Manatee County Administrator Ed Hunzeker took a promising step to tamp down the public outcry over the failings of the Animal Services Division by luring Bill Hutchison out of retirement to lead the organization. His action last week followed a commitment by county commissioners to change the division.
Hutchison's strong reputation among animal rescue and foster groups should help heal the rift that grew out of the outrage over the county transfer of hundreds of animals to a substandard East Manatee shelter, which was raided by authorities earlier this year. Animal Services employees knew for years that conditions there were deficient.
Then, last month an angry crowd of about 100 descended on a meeting of the Manatee County Animal Services Advisory Board to accuse division employees of cruelty to animals and disrespect toward the public.
Before that, the county had ordered an outside audit of Animal Services, under fire since February after the Manatee County Sheriff's Office led a raid on Napier's Log Cabin Horse and Animal Shelter.
Some 300 animals were rescued from deplorable conditions, including poor sanitation and a lack of food and water. The shelter owners have been charged with cruelty to animals.
The MCSO's exhaustive report on Napier's did not find sufficient evidence to criminally charge any Animal Services employees with official misconduct, but the division's all too permissive oversight of the shelter became painfully clear.

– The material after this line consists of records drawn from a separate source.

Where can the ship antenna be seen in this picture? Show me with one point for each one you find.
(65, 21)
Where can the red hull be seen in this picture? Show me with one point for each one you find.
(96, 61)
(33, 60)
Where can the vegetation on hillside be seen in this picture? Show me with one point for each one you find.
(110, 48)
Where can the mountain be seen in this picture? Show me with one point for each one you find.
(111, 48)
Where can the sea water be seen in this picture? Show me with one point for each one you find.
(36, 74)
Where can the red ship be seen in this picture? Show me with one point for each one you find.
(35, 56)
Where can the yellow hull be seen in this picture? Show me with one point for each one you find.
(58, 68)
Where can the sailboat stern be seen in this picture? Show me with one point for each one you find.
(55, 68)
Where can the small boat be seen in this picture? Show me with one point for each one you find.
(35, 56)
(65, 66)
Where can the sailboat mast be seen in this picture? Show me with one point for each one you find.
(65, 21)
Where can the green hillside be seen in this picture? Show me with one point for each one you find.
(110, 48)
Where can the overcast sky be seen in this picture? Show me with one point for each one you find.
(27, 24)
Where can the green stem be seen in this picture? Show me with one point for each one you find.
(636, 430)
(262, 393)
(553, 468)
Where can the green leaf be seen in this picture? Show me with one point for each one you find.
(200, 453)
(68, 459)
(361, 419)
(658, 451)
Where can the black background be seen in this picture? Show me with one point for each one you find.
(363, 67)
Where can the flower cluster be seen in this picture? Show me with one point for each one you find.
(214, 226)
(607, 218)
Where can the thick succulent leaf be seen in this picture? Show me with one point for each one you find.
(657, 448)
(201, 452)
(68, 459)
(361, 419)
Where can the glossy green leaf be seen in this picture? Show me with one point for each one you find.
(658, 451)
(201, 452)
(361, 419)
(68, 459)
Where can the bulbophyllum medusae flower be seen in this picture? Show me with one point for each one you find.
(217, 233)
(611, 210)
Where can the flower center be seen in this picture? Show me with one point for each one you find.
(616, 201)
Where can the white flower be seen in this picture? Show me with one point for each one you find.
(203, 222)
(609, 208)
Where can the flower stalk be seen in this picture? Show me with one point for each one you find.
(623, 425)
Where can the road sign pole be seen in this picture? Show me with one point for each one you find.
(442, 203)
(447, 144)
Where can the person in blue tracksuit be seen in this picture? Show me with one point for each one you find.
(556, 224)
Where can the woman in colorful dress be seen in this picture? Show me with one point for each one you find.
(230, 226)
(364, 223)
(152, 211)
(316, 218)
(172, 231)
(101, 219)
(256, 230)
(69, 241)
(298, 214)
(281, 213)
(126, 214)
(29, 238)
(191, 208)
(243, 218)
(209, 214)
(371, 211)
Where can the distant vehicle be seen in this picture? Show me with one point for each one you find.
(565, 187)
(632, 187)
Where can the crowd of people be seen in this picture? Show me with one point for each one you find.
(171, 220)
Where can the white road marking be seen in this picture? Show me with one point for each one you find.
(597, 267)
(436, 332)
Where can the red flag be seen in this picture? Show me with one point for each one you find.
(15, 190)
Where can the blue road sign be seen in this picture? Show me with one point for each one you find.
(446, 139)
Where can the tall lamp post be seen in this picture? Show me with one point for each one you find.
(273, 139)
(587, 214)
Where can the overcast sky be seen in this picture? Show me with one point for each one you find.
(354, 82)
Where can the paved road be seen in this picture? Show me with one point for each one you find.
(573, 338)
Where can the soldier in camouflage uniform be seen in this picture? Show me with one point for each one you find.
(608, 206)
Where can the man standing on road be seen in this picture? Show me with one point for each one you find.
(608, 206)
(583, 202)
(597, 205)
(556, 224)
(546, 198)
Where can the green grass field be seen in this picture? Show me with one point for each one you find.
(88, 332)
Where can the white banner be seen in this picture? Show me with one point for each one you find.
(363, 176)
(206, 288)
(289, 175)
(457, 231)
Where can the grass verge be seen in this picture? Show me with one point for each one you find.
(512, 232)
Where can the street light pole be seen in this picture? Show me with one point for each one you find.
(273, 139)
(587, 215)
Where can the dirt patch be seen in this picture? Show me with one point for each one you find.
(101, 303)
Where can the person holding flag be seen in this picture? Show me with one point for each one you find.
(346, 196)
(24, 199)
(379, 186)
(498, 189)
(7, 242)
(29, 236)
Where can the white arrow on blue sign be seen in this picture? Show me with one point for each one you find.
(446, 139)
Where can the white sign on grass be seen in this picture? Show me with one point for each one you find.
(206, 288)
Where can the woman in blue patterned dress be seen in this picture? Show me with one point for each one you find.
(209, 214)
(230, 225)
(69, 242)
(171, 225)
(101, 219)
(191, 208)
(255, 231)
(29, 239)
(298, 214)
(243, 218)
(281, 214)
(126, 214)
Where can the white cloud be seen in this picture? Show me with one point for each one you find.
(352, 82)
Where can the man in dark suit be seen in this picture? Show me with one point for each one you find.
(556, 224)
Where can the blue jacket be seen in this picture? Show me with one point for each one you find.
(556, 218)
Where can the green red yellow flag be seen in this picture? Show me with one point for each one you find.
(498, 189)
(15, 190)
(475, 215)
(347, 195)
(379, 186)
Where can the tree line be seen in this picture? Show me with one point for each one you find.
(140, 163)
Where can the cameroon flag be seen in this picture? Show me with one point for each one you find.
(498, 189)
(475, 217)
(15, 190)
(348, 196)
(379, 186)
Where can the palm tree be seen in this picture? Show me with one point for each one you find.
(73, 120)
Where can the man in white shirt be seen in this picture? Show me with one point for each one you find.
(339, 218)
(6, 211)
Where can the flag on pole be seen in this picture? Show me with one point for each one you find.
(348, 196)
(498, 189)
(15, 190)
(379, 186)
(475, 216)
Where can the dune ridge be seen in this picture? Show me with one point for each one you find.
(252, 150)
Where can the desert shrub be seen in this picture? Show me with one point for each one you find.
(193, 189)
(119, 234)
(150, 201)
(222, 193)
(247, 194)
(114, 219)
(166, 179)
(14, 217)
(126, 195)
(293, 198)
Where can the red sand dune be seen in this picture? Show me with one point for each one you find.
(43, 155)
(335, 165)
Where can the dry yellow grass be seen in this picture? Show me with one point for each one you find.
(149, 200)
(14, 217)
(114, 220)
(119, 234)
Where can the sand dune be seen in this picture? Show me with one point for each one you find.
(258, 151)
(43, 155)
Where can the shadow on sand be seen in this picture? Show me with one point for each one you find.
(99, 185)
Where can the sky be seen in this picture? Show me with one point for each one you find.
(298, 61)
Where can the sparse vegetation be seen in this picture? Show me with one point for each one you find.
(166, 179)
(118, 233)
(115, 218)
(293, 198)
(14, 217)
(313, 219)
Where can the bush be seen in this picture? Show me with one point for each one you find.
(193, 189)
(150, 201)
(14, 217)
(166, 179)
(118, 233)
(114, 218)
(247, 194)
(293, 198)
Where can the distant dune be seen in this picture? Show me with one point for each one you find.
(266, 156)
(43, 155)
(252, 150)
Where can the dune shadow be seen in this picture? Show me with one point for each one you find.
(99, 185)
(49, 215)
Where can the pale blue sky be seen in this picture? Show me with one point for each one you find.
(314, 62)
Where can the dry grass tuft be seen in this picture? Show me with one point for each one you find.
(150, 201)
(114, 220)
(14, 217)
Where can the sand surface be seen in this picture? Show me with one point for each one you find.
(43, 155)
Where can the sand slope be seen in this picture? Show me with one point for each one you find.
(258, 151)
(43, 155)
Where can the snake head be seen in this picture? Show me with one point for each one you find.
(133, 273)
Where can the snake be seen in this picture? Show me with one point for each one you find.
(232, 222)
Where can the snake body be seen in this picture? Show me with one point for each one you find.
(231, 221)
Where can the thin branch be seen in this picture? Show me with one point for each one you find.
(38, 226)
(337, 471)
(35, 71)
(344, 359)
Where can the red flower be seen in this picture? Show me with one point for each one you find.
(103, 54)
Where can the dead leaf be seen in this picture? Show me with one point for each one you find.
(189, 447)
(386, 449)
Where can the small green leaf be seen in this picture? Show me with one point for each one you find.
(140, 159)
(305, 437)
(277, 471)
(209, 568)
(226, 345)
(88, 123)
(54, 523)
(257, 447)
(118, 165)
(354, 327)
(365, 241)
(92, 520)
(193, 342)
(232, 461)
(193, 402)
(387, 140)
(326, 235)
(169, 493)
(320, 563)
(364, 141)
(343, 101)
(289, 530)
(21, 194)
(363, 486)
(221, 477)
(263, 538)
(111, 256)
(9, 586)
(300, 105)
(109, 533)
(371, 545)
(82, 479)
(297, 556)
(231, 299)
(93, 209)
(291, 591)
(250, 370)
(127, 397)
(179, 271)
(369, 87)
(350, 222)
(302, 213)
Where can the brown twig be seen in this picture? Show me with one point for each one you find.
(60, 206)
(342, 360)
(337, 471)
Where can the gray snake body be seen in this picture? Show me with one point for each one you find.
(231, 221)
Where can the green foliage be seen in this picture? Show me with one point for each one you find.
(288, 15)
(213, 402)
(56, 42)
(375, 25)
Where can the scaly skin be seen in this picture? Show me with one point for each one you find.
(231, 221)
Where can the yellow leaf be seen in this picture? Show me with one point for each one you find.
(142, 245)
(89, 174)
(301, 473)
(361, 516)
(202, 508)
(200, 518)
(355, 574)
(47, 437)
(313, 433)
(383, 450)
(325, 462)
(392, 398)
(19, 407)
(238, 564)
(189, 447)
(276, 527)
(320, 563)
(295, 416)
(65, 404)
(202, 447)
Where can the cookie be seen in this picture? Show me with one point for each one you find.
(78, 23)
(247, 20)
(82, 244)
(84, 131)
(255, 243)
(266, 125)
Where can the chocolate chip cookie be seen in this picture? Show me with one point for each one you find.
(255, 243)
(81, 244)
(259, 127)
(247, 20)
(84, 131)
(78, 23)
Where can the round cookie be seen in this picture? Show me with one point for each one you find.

The audit by Matrix Consulting Group is expected to arrive in October, and a national search for a new division leader may follow. In the meantime, Hutchison will served as interim Animal Services director -- an outstanding selection.
As the county's public safety director before his retirement, Hutchison was instrumental in the adoption of Manatee's vaunted no-kill policy -- the first in Florida. He replaces Kris Weiskopf, who is no longer with the division. The two teamed up to implement no Kill in 2011.
In announcing Hutchison's appointment, Hunzeker renewed the county's commitment to No Kill, which has been very successful. Today, Animal Services holds a "save rate" of more than 90 percent -- far higher than the 56 percent logged in 2011.
No kill emphasizes adoption, return to owners and transfers to rescue organizations. Animal Services only euthanizes ill and dangerous animals.
The county's partnerships with those dedicated rescue groups looks more auspicious as almost a dozen united to form Manatee United for Pets. The umbrella organization, unveiled last week, is set to coordinate fund-raising, hold joint events and push no kill to greater heights.
Hutchison vows to improve the save rate, too, as well as boost the training of Animal Services staff and better vet the division's rescue partners, that coming in the wake of failures with the Napier operation.
This month, Manatee County also hired a new coordinator of volunteers to further unite stakeholders.
Combined, the county is moving toward a comprehensive reform of Animal Services.
Just as important, Hunzeker admits the county did not provide additional resources or staffing when no kill was implemented, likely contributing to the agency's struggles with the policy. That should translate into action to improve the county shelter.
Those are all vital responses in order to restore credibility and accountability and rebuild public trust in the agency.
And we welcome Bill Hutchison's leadership on this endeavor.